You know, as much as I love living out on our acreage out in the country there are times I wonder if kicking the convenience of being in-town to the curb was the right thing to do. There are times I gripe about having to drive for 30 minutes to get to town, even though I know people commute MUCH longer distances and chunks of time than that, Then things like this afternoon happen. After hauling all of the kids to two separate birthday parties (it’s raining invitations, y’all) that were about 45 minutes away from each other and dragging all of them through Target to get the birthday presents, I was exhausted. Between trying to keep my bigger kids from smushing smaller kids in the bouncy-houses and keeping one of them from acting like Slimer of Ghostbusters at the party food tables, I was seriously ready to go home when the second party was over. After extracting my kids from various corners of the party, demanding they out on their shoes, and so on, we walked out to the car to find…. my keys locked in the godforsaken car. Let me begin by saying that I have NEVER locked my keys in this car, and I’ve had it for five years, and being that we are way out in the country with good people that we know, I didn’t lock my car and even left my keys and purse inside. Seriously, no one was going to mess with my stuff; we were behind a Feed and Hardware store (owned by the birthday girl’s grandfather) with the bouncy house and party in the warehouse, which was PERFECT, so when I sent my second oldest out to the car to bring my purse so I could give him some headache medicine, I didn’t think he would lock the car.
Obviously I was wrong.
When we discovered that my keys were, in fact, safely taunting us from my console, my oldest daughter went back into the party and told everyone what happened. Immediately, at least seven men (not exaggerating) came straight out and began to work on getting my car unlocked. Meanwhile, my younger kids and the other children were thrilled the party could continue andn enjoyed getting filthy while playing with a Black Lab pup in the field next to the building.
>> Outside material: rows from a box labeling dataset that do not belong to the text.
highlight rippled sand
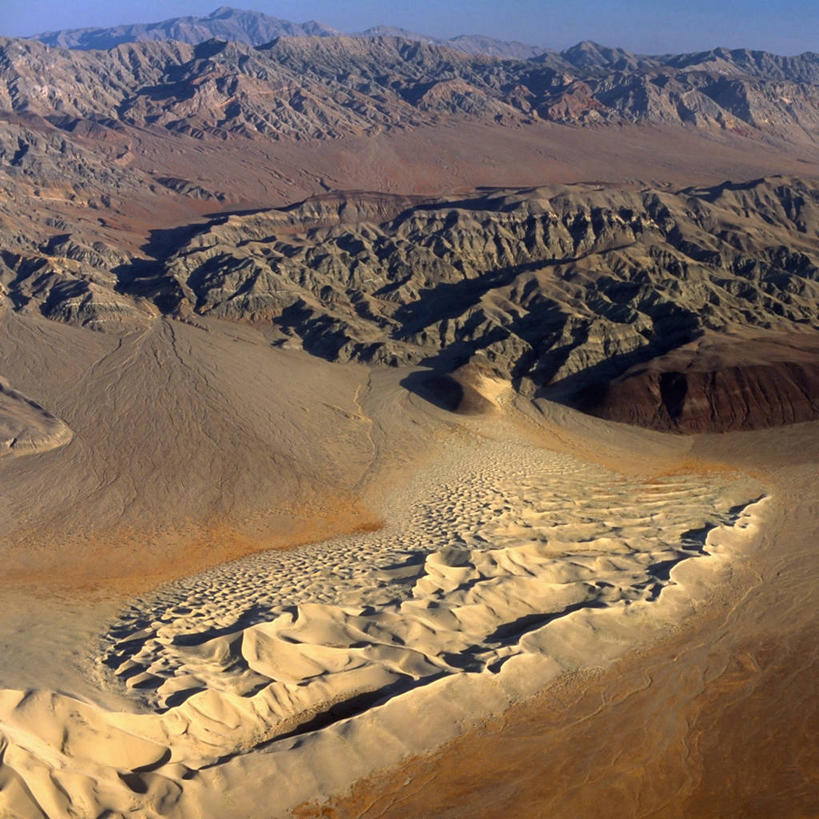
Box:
[0,420,764,816]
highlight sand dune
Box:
[0,414,765,816]
[0,378,73,455]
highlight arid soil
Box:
[0,24,819,818]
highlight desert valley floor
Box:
[0,7,819,819]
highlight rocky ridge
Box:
[2,178,819,431]
[0,36,819,144]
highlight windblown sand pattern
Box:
[0,432,762,816]
[103,442,764,732]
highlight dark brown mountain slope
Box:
[0,37,819,143]
[2,178,819,430]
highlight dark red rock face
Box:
[577,361,819,433]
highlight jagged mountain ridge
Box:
[0,178,819,430]
[0,37,819,144]
[31,6,341,50]
[31,6,545,59]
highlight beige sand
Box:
[0,325,776,816]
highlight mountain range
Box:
[0,8,819,431]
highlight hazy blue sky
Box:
[0,0,819,54]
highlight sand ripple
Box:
[0,441,761,815]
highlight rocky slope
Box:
[31,6,545,60]
[0,37,819,144]
[0,178,819,431]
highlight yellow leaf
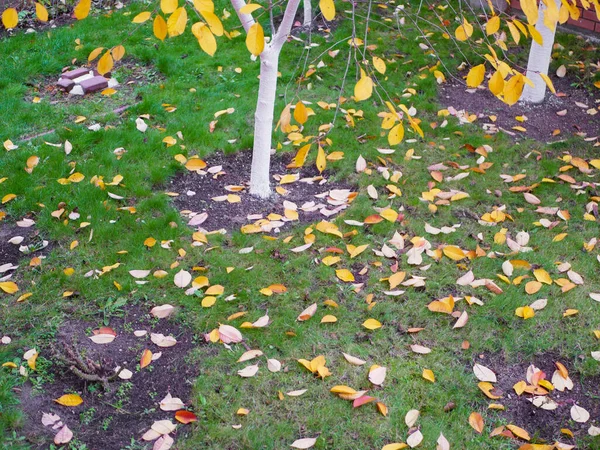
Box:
[132,11,152,23]
[192,22,217,56]
[373,56,386,75]
[67,172,85,183]
[54,394,83,406]
[294,101,308,125]
[152,14,167,41]
[35,2,48,22]
[200,11,224,36]
[467,64,485,88]
[422,369,435,383]
[17,292,33,303]
[552,233,567,242]
[0,281,19,294]
[294,144,311,167]
[506,425,531,441]
[454,18,473,42]
[469,412,483,434]
[204,284,225,295]
[388,122,404,145]
[515,306,535,320]
[111,45,125,61]
[506,20,521,45]
[2,194,17,204]
[521,0,538,26]
[444,245,467,261]
[504,73,525,106]
[354,75,373,102]
[240,3,262,14]
[485,16,500,36]
[533,269,552,284]
[379,208,398,222]
[160,0,179,14]
[98,51,113,75]
[246,22,265,56]
[75,0,92,20]
[488,70,504,95]
[316,145,327,173]
[167,7,187,37]
[335,269,354,282]
[321,314,337,323]
[319,0,335,21]
[201,295,217,308]
[87,47,104,61]
[363,319,381,330]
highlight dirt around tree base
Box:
[167,150,354,236]
[439,78,600,142]
[20,306,198,450]
[473,354,600,444]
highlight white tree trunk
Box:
[250,47,279,198]
[521,0,561,103]
[304,0,312,27]
[247,0,300,198]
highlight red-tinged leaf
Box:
[175,410,198,424]
[54,425,73,445]
[352,395,375,408]
[140,349,152,369]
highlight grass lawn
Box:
[0,3,600,450]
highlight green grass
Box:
[0,0,600,449]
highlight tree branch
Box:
[270,0,300,51]
[231,0,255,33]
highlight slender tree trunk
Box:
[521,0,561,103]
[250,0,300,198]
[304,0,312,27]
[250,47,279,198]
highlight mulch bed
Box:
[439,77,600,145]
[24,57,164,107]
[474,354,600,444]
[20,305,199,450]
[166,150,351,231]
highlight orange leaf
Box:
[175,409,198,424]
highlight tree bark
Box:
[303,0,312,27]
[521,0,561,103]
[250,0,300,198]
[250,46,279,198]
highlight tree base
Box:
[250,184,273,198]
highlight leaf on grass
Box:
[54,394,83,407]
[473,364,498,383]
[140,349,152,369]
[175,410,198,424]
[290,438,317,449]
[469,412,483,434]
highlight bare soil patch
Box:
[439,78,600,145]
[0,221,51,272]
[167,150,351,231]
[21,306,198,450]
[473,354,600,444]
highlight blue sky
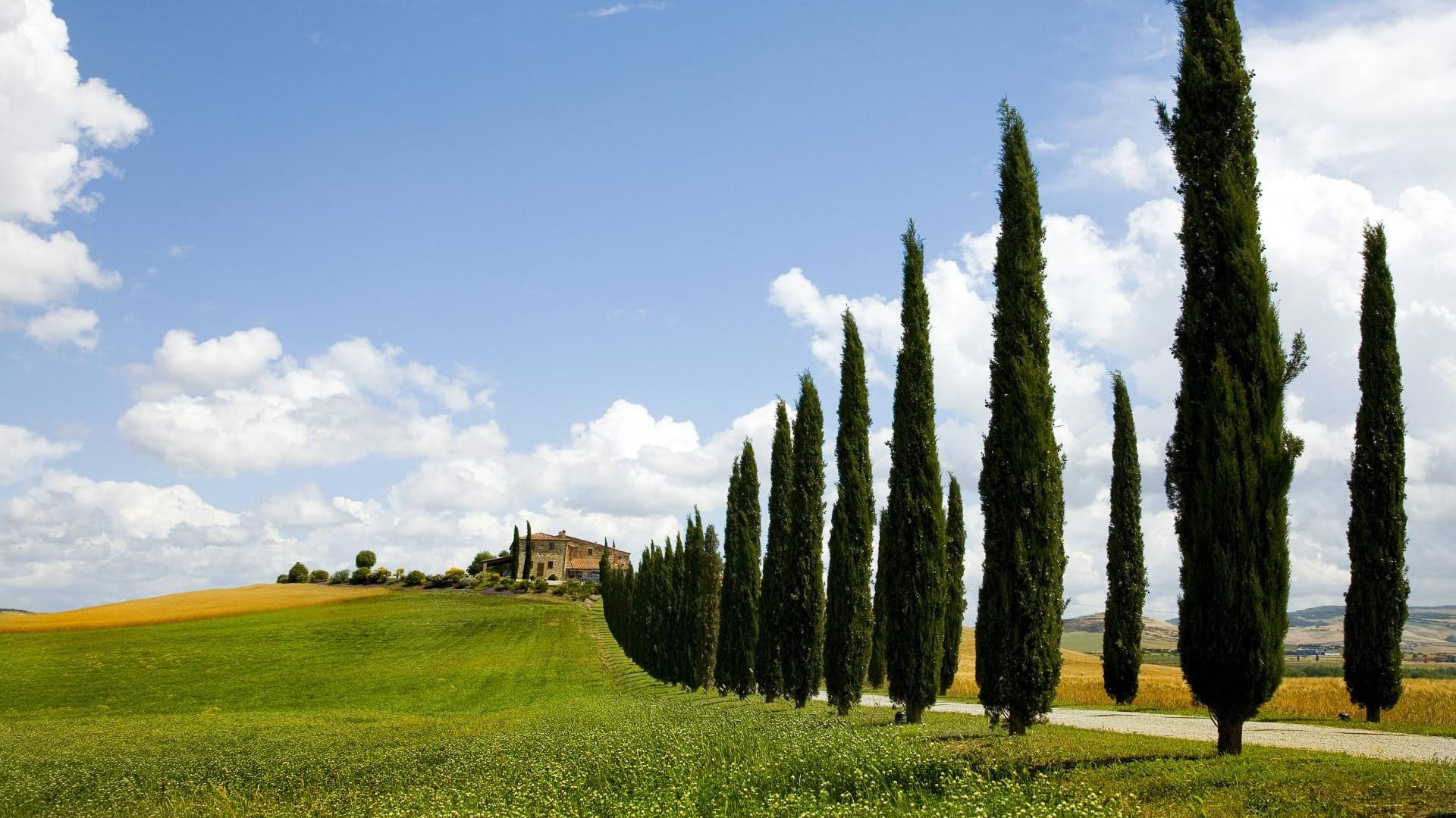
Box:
[0,0,1456,616]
Now I’m not saying that they didn’t welcome the chance to attack a mechanical problem as a break from the insanity of a kid’s birthday party, but they didn’t even hesitate before coming out there to help us. After deciding that the car had a “good seal” they brought out various pieces of wire and scrap metal and um, re-bar at one point, to try to reach the “unlock button” on my door.
This process went on for an hour as various guys tried their hand at it, including my very mechanically-minded oldest son.
He made suggestions, took criticisms from those that um, had experience with this, and allowed him to try his hand at it when he had an idea.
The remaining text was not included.